Department of Biochemistry, School of Medicine, University of Patras, Patras, Greece.
Department of Molecular Immunology, Faculty of Biology, Institute of Biology III, University of Freiburg, Freiburg, Germany.
Front Immunol. 2024 Jul 3;15:1440499. doi: 10.3389/fimmu.2024.1440499. eCollection 2024.

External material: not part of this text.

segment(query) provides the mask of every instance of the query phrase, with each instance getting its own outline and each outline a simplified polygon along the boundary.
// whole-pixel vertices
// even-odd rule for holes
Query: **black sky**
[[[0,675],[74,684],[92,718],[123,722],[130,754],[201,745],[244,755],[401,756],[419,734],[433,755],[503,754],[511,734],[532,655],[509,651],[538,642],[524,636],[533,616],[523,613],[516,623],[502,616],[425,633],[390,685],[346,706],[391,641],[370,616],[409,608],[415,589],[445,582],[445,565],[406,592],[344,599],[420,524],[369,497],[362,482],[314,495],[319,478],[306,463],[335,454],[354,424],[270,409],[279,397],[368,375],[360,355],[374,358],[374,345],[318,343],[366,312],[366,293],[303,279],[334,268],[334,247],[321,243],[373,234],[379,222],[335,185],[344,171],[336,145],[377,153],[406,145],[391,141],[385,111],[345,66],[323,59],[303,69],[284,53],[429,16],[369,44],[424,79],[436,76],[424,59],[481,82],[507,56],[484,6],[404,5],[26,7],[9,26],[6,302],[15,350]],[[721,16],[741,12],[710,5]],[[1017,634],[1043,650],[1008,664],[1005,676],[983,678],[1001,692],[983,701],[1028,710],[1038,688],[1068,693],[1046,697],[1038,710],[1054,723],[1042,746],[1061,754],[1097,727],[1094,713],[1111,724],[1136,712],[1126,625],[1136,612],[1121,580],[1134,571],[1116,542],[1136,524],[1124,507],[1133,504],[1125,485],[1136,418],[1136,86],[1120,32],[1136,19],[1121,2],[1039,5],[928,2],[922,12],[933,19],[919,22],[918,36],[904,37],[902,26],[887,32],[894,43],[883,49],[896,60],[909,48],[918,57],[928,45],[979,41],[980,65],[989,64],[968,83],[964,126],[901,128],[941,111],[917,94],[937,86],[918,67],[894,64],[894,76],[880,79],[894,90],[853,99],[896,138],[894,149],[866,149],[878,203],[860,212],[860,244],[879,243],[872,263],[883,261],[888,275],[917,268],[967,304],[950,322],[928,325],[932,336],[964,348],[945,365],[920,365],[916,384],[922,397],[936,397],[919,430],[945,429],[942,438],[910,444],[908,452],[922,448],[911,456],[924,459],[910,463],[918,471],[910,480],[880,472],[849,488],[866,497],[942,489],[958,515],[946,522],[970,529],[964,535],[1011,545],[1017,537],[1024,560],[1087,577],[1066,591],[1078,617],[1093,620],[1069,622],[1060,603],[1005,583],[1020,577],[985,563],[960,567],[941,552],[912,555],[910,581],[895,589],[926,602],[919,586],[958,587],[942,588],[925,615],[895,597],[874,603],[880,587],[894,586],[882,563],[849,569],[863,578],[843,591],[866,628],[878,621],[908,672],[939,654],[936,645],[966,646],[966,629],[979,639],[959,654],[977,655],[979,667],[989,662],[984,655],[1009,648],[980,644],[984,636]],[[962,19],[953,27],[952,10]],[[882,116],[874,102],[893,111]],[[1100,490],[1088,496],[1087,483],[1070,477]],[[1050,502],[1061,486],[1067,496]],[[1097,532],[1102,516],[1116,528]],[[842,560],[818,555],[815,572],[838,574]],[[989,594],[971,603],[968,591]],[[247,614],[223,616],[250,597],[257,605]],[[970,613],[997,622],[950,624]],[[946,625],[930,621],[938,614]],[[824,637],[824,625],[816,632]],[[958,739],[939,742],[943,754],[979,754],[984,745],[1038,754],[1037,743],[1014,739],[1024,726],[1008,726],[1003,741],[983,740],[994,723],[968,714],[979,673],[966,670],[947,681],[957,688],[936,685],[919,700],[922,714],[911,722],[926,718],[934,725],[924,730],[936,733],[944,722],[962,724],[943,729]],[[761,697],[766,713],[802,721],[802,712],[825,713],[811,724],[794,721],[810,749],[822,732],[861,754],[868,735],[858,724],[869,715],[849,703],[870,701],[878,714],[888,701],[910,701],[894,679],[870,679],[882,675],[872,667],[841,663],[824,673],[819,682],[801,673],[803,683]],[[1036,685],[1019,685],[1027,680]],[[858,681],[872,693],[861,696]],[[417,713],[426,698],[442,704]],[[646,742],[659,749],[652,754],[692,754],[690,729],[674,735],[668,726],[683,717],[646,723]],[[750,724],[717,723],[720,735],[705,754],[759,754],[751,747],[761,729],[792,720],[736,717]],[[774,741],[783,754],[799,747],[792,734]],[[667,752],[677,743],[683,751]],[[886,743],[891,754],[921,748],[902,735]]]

The tyrosine kinase Lck is mandatory for initiating signaling responses downstream the antigenic T cell receptor (TCR). Numerous studies have shown that a prerequisite for efficient and well-balanced Lck regulation and function is its finely orchestrated spatial distribution pattern, especially at the plane of the plasma membrane. There is a wealth of knowledge on Lck localization sites, preference for specialized lipid microenvironments and colocalization partners. However, several questions concerning the spatial organization of its differentially phosphorylated conformers and the dynamics of their juxtaposition in relation to ligated and non-ligated TCRs remain elusive. In this brief report we introduce a non-invasive nanobody-based approach for mapping Lck subcellular allocation with high precision. Our initial data using this methodology, provide insight into the topology of Lck in resting T cells and its confined localization in a strictly delimited environment within the plane of the plasma membrane.
酪氨酸激酶 Lck 是启动抗原 T 细胞受体(TCR)下游信号转导反应所必需的。大量研究表明,高效、平衡的 Lck 调节和功能的一个前提条件是其精细协调的空间分布模式,特别是在质膜平面上。关于 Lck 的定位部位、对专门脂质微环境的偏好以及共定位伙伴,已经有了丰富的知识。然而,关于其差异磷酸化构象的空间组织及其与配体和非配体 TCR 相关的并置动力学的几个问题仍然难以捉摸。在本简要报告中,我们介绍了一种非侵入性的纳米体方法,用于高精度绘制 Lck 的亚细胞分配图。我们使用该方法的初步数据提供了关于静止 T 细胞中 Lck 的拓扑结构及其在质膜平面内严格限定环境中的局限定位的深入了解。